Table 1 Sequencing summary

Finally, all 16 samples were used for library preparation and sequencing as 100 bp paired reads in 1.5 lanes of a HiSeq2500 following the protocols of Illumina Inc. (San Diego, CA) in the Genomics Resources Core Facility of Weill Cornell Medical College.

Read pre-processing

Read quality was assessed with FastQC [51] and subjected to quality control with FASTX_Toolkit [52]. Adapters were trimmed with fastx_clipper. Quality trimming was conducted with fastq_quality_trimmer (minimum quality 25, minimum read length 50). Reads were further quality controlled by excluding those with more than 5% of low-quality (quality threshold 25) nucleotides using fastq_quality_filter. After filtering, read pairs were reconstructed with a custom Perl script.

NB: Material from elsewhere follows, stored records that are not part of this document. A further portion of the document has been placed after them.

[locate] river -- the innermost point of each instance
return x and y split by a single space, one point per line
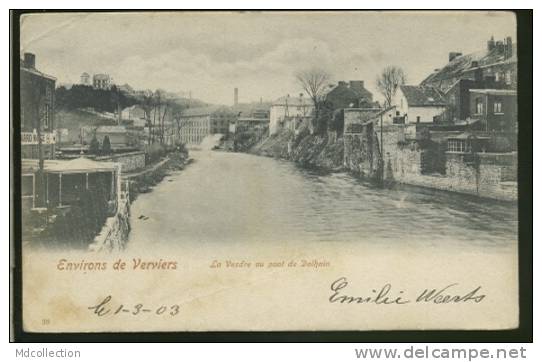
239 198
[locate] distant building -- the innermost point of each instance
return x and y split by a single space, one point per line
134 115
258 119
197 123
37 110
349 95
126 88
101 81
286 108
418 104
118 135
85 79
498 60
497 109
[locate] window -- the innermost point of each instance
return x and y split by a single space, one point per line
27 186
45 117
508 77
497 107
479 106
456 146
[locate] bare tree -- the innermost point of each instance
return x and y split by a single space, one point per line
314 82
391 78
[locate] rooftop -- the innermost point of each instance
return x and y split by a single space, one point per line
78 165
205 111
293 101
417 95
471 61
111 129
496 92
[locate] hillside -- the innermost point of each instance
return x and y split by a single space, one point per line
74 120
317 151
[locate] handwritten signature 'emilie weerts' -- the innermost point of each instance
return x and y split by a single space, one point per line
386 296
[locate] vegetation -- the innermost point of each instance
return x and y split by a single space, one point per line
106 146
101 100
94 147
391 78
314 82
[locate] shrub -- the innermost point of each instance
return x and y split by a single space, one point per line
106 146
94 147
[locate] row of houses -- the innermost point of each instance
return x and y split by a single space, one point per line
53 188
456 130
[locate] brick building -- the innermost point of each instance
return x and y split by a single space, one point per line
498 61
197 123
349 95
37 110
497 109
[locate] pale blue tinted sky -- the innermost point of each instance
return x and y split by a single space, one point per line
211 53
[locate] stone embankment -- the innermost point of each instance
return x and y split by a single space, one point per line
324 152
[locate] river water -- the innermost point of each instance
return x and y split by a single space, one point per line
240 198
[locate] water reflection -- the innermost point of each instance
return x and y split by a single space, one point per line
228 197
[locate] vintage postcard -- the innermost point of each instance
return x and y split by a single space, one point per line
268 171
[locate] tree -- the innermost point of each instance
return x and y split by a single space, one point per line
94 147
314 82
388 81
106 146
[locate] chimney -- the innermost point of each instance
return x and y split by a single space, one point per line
490 44
508 48
357 84
478 75
489 81
29 60
499 45
453 55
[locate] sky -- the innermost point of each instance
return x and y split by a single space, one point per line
211 53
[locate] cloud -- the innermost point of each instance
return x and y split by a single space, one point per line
211 53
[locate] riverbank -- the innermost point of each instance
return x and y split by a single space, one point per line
326 152
322 152
115 232
143 181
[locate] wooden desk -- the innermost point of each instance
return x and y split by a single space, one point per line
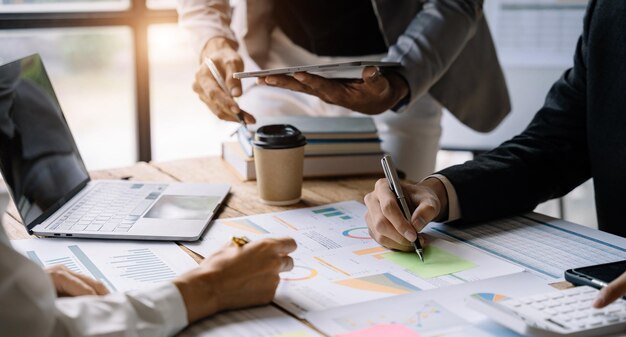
243 199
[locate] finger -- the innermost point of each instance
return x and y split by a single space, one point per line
317 83
98 286
611 292
425 212
380 227
287 264
217 108
70 285
231 66
214 92
374 81
391 210
247 117
288 82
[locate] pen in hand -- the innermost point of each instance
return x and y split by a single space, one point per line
394 185
220 81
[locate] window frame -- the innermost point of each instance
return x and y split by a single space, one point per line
138 17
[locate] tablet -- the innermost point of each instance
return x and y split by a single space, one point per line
330 70
597 276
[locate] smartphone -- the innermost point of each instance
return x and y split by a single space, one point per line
597 276
330 70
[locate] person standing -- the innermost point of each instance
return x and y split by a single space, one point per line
444 46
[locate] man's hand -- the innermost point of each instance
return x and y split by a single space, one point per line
611 292
224 54
372 95
68 283
427 200
236 277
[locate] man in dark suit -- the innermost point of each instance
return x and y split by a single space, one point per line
580 133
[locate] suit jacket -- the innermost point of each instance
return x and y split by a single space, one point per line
445 48
578 134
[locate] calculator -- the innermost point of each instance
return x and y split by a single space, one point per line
560 313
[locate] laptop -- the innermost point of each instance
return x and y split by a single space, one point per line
51 188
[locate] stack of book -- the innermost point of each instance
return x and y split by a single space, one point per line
336 146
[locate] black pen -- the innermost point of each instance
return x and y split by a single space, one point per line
394 186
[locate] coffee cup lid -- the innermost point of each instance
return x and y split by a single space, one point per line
279 136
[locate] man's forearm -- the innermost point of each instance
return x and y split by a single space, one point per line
433 40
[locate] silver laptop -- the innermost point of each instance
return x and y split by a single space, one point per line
51 188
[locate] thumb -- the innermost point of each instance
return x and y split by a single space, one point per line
425 212
611 292
373 77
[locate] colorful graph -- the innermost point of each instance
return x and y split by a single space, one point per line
332 212
360 233
299 273
384 283
245 225
490 297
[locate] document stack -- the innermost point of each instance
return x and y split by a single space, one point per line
336 146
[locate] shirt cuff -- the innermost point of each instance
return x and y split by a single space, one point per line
170 302
454 211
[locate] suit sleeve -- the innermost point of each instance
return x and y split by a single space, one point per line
205 19
433 40
549 158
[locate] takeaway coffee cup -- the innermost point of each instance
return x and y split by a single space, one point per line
278 160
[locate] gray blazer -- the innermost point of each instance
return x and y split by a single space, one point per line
444 45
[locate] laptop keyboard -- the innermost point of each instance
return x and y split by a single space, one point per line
109 207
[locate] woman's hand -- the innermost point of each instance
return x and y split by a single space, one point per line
236 277
69 283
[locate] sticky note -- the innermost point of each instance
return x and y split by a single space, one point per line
395 330
437 262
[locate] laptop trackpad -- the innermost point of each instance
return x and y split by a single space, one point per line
183 207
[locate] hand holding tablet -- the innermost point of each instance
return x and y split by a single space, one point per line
378 89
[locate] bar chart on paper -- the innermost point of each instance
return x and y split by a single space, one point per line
120 266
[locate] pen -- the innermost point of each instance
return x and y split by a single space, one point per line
220 81
394 186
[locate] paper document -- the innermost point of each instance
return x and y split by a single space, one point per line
545 247
396 330
265 321
119 265
437 312
338 263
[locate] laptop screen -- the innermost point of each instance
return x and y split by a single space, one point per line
38 157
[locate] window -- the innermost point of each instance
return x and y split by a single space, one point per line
91 70
96 50
182 126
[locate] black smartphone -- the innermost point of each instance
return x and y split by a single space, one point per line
597 276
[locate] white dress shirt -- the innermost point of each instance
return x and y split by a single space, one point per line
29 305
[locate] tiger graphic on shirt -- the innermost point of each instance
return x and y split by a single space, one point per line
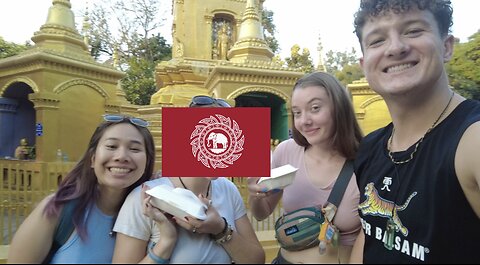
377 206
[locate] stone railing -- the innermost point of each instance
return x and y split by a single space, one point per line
25 183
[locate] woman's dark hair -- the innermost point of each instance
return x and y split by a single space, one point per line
81 182
441 10
347 132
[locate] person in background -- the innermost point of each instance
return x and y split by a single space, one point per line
119 157
325 135
419 176
145 234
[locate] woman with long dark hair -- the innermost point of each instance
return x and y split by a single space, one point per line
119 157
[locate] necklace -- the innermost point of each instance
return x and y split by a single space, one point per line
389 144
208 188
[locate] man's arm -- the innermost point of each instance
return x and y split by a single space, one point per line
468 167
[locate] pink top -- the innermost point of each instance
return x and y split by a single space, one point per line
302 193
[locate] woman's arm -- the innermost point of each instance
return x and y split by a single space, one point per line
262 203
244 246
133 250
357 250
33 239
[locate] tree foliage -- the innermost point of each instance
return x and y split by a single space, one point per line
300 61
464 67
8 49
137 45
344 65
269 30
139 82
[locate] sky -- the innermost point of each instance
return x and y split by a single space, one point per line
300 22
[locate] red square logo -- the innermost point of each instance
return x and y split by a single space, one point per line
216 142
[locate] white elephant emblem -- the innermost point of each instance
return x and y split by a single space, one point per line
217 138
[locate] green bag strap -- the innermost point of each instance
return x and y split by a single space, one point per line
338 190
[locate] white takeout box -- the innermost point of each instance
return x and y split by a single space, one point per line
280 177
177 202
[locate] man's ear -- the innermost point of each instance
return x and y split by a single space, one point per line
448 45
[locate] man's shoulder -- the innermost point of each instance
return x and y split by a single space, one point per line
376 135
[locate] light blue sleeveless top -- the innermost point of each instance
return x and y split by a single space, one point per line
98 246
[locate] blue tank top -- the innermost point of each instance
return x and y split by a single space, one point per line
98 246
436 223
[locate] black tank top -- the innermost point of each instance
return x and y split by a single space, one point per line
436 222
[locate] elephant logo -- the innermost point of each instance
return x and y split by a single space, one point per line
217 141
217 138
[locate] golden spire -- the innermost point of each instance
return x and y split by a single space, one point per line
59 32
321 62
86 26
251 44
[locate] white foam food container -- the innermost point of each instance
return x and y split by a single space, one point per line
280 177
177 202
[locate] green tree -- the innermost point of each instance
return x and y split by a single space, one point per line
464 67
300 61
138 47
139 82
269 30
8 49
344 65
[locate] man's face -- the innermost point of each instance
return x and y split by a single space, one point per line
404 52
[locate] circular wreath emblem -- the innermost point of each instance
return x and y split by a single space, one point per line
217 141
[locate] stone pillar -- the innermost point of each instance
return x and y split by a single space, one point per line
8 110
47 114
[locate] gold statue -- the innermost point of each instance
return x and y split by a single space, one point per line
23 150
222 42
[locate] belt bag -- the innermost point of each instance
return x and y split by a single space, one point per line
299 229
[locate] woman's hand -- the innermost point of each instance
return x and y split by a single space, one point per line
258 191
213 224
164 221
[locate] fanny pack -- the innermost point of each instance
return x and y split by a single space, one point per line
299 229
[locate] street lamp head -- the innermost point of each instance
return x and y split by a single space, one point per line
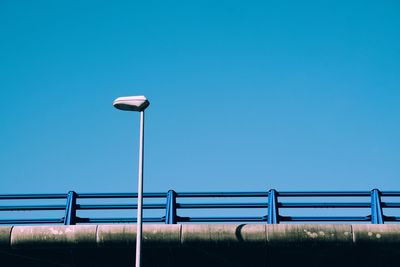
131 103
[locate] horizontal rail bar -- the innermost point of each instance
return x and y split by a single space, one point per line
32 207
31 221
325 219
32 196
117 206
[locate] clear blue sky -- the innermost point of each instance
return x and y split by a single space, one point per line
245 95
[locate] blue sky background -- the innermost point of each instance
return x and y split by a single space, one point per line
245 95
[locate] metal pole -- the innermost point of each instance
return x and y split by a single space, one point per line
138 262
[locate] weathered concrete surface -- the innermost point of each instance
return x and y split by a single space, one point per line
203 244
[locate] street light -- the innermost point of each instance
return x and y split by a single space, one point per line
137 103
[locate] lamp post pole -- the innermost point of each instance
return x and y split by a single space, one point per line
137 103
139 222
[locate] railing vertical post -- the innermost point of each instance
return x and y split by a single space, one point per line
70 209
273 213
376 207
170 211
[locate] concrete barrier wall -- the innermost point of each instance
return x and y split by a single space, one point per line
220 235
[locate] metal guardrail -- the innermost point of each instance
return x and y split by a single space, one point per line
272 206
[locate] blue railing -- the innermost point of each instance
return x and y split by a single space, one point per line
272 204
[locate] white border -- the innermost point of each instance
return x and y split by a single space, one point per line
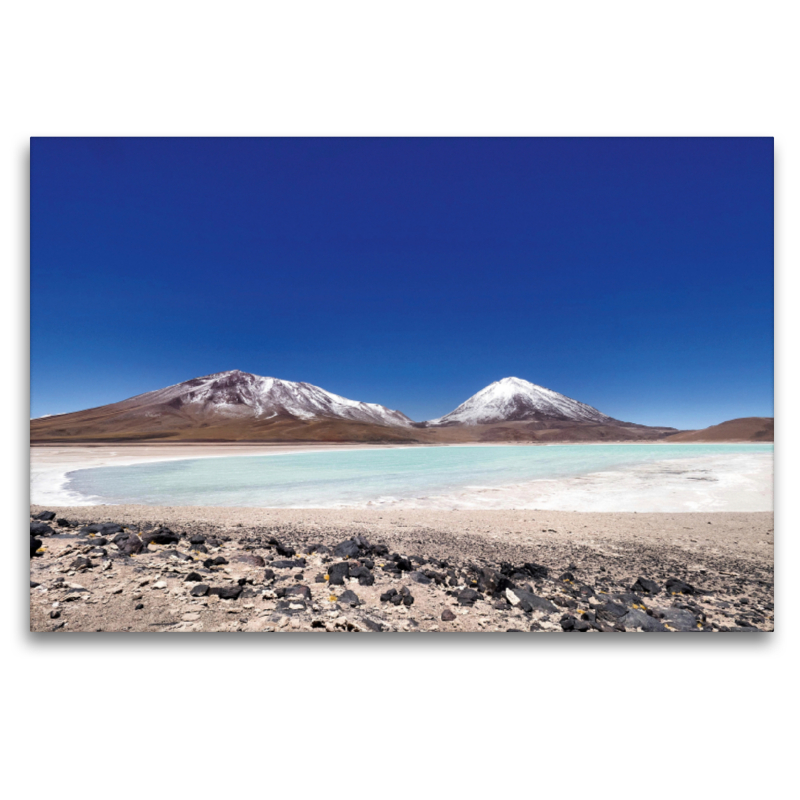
464 717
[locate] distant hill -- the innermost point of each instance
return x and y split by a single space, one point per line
237 406
744 429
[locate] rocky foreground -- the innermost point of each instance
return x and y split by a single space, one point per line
288 575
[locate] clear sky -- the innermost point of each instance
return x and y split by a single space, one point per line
635 275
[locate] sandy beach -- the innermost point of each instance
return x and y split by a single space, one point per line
270 570
464 568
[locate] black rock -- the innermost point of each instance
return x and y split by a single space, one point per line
40 529
349 598
131 545
338 572
287 552
346 549
679 618
635 618
403 564
645 586
301 592
289 564
611 611
676 586
161 536
536 571
531 602
467 597
226 592
109 527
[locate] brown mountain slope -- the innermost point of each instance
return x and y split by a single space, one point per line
112 424
744 429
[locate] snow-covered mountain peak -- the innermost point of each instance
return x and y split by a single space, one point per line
241 394
513 399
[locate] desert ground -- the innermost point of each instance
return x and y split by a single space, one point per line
136 568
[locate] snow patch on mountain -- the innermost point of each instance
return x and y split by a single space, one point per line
242 394
513 399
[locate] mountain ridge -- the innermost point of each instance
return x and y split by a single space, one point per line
240 406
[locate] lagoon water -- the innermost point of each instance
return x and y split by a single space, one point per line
697 476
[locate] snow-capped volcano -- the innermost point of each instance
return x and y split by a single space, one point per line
243 395
513 399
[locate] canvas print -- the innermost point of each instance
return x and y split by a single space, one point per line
378 385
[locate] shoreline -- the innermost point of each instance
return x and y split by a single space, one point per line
269 570
742 482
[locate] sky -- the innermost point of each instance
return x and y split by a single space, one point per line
635 275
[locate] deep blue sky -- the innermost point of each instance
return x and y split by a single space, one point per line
635 275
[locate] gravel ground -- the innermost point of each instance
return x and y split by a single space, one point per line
325 570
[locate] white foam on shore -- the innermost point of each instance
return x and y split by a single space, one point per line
731 482
736 482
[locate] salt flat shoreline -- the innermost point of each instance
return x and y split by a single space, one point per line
591 563
740 483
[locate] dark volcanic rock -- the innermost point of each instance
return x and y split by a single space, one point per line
40 529
676 586
350 598
636 618
251 558
338 572
535 570
467 597
130 545
645 586
403 564
298 563
109 528
226 592
679 618
301 592
347 549
528 601
161 536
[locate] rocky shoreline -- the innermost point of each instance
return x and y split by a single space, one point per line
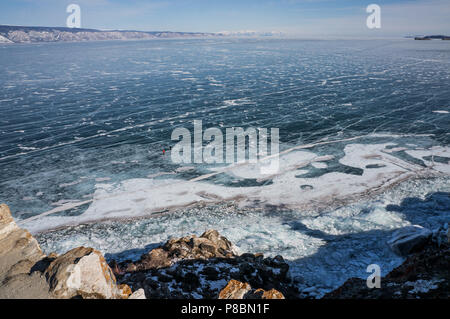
22 34
204 267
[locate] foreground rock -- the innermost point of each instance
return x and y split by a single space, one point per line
19 252
424 274
25 272
409 239
208 245
82 272
239 290
200 267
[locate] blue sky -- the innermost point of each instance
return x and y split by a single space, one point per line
292 17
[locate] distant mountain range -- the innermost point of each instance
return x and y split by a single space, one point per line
430 37
22 34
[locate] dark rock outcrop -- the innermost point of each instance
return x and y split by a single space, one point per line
25 272
424 274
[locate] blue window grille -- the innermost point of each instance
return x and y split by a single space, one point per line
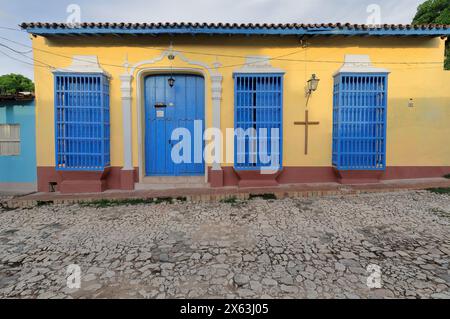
359 121
258 105
82 119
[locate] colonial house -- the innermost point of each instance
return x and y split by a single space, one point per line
17 143
125 106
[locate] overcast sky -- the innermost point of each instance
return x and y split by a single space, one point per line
13 12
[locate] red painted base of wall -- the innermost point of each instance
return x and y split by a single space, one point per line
215 178
299 175
116 178
358 177
85 181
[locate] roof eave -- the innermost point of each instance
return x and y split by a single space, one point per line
227 31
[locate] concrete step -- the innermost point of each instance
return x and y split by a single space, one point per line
171 182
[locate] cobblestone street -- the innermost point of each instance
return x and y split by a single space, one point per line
290 248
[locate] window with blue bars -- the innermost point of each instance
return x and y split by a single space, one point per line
82 121
359 121
258 105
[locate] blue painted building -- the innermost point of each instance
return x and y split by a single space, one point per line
17 145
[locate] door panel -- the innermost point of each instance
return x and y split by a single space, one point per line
184 105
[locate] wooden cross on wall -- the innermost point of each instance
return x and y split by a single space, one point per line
307 123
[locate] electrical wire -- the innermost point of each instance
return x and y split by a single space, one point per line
281 58
278 58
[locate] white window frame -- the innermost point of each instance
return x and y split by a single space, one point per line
9 145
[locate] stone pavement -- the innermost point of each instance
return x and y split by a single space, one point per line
289 248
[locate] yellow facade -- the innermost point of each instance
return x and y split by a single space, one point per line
417 136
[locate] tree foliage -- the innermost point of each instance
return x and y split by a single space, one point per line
435 11
14 83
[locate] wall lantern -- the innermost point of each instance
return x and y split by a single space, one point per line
171 81
313 83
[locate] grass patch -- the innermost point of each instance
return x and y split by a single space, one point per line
229 200
268 196
440 190
41 203
102 203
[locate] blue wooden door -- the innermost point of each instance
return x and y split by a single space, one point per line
168 108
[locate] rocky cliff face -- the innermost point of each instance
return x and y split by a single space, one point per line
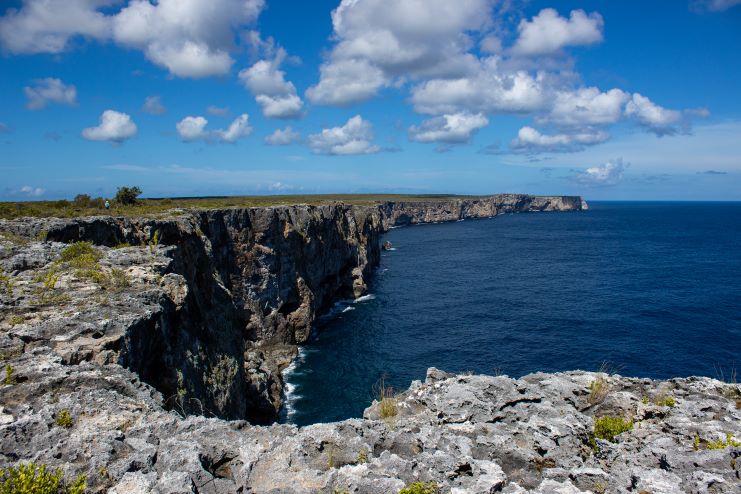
219 299
168 326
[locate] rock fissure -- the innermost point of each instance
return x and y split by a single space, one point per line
209 316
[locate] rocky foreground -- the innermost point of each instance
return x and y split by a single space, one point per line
138 352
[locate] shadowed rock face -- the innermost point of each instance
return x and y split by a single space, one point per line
220 298
210 313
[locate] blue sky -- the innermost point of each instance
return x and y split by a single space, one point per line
610 100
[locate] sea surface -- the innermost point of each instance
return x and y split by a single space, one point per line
653 288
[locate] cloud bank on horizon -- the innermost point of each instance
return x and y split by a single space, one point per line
451 69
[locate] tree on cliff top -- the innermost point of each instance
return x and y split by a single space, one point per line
127 195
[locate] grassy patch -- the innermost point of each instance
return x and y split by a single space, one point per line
609 427
37 479
421 488
67 209
6 285
598 390
9 379
721 444
64 419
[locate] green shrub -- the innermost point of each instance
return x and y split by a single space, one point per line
33 479
421 488
9 379
6 285
127 196
609 427
64 419
362 457
721 444
597 391
80 255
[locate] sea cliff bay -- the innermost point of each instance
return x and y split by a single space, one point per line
147 353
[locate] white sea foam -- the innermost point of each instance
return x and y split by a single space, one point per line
364 298
290 394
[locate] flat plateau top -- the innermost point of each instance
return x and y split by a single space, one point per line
68 209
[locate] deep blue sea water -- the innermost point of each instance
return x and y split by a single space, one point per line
653 288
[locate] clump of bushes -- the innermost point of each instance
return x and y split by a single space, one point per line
421 488
127 196
609 427
9 379
37 479
597 391
721 444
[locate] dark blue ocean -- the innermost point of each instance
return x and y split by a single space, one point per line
653 288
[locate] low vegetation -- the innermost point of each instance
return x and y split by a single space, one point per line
609 427
64 419
421 488
722 444
70 209
9 379
37 479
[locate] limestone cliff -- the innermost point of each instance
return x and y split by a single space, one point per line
221 298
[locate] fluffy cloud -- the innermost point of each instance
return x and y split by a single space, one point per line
283 137
217 111
273 93
46 26
530 141
32 191
490 89
378 41
548 32
49 90
153 105
586 106
352 138
194 128
658 120
190 38
455 128
114 126
346 81
610 173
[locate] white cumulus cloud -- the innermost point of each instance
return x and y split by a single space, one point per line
355 137
657 119
190 38
283 137
548 32
49 90
46 26
531 141
194 128
32 191
153 105
490 89
610 173
455 128
276 96
379 41
114 126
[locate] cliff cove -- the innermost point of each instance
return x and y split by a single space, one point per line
169 371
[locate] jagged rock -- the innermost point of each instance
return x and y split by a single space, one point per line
159 372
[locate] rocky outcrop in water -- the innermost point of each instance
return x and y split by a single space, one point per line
123 361
217 300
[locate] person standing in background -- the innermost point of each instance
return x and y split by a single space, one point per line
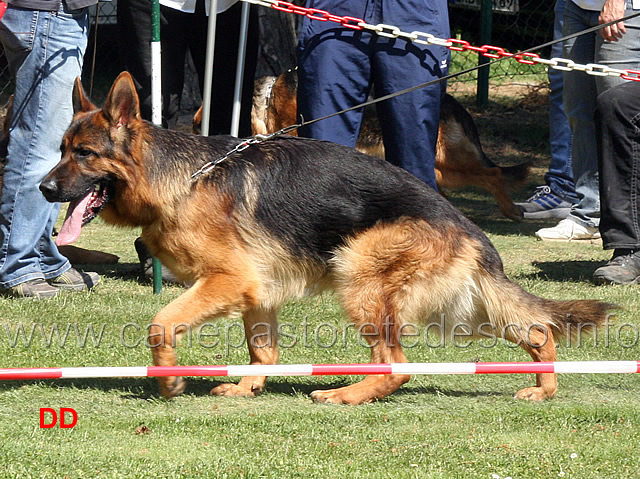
44 42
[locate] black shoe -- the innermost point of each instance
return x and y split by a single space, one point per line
35 288
623 268
146 263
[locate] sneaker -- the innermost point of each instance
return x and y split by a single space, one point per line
568 230
623 268
544 204
35 288
74 280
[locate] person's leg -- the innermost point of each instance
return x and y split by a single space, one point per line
134 35
555 198
560 175
410 121
176 27
333 73
44 61
618 128
579 102
579 95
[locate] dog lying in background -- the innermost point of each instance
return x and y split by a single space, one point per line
289 217
460 160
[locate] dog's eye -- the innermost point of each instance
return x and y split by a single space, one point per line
83 153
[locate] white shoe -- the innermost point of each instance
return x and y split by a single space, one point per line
568 230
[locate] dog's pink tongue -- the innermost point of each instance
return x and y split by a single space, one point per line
72 225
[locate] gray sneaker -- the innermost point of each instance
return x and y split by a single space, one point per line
74 280
35 288
544 204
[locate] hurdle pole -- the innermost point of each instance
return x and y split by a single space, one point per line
559 367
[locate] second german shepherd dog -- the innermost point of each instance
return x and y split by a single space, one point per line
288 217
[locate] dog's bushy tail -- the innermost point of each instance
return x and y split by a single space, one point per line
510 308
570 319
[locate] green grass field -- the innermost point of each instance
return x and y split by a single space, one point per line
433 427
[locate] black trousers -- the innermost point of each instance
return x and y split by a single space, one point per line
181 32
618 132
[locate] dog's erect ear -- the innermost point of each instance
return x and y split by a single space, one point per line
122 104
80 100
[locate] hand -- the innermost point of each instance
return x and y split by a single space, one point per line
612 10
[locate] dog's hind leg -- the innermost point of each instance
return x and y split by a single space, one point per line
540 344
261 331
383 338
209 298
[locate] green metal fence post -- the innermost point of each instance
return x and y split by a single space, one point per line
156 108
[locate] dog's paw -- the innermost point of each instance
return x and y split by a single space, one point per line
234 390
533 394
171 387
338 396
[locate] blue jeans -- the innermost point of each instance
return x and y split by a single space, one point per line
338 66
560 175
580 93
44 51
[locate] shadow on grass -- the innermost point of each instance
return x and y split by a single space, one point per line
146 389
563 271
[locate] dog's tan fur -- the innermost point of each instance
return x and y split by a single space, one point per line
289 217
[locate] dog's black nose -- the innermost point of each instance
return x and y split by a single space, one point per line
50 189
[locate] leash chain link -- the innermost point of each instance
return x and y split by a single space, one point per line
391 31
210 165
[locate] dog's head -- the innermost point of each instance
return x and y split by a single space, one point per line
96 157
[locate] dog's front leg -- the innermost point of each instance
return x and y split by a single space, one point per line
208 298
261 331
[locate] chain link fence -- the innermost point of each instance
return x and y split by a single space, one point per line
516 25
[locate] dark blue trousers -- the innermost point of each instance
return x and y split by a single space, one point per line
618 133
338 68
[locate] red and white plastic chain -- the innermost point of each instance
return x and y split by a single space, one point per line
454 44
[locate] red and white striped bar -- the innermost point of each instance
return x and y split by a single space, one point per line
561 367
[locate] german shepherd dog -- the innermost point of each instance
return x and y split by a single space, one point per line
289 217
460 159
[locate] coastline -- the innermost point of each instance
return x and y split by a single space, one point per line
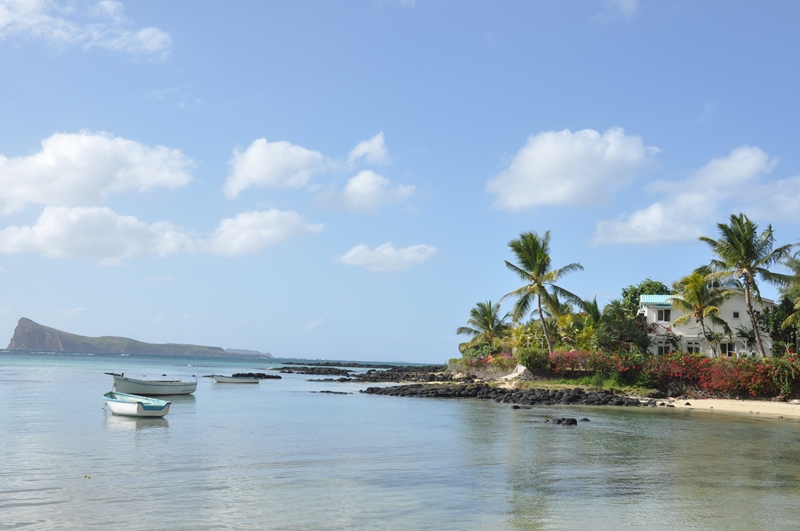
763 408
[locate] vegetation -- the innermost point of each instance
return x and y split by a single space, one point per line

Transcriptome assembly and annotation

For the assembly, we pooled the filtered reads of all samples and implemented three different trials using SOAP-DENOVO [53] (kmer = 35, min length 200 nucleotides), Velvet/Oases [54, 55]) (kmer = 35, min length 200 nucleotides) and Trinity [56] (trinityrnaseq_r2013-02-25; default kmer 25, min length 200 nucleotides). The three candidate assemblies were evaluated by BLASTn [57] against Oreochromis niloticus, Oryzias latipes and Gasterosteus aculeatus cDNA dataset downloaded from Ensembl database [58] with an e-value threshold of 10-9. The assembly produced by Trinity had the highest number of significant similarity with unique genes from all three teleost species and was selected.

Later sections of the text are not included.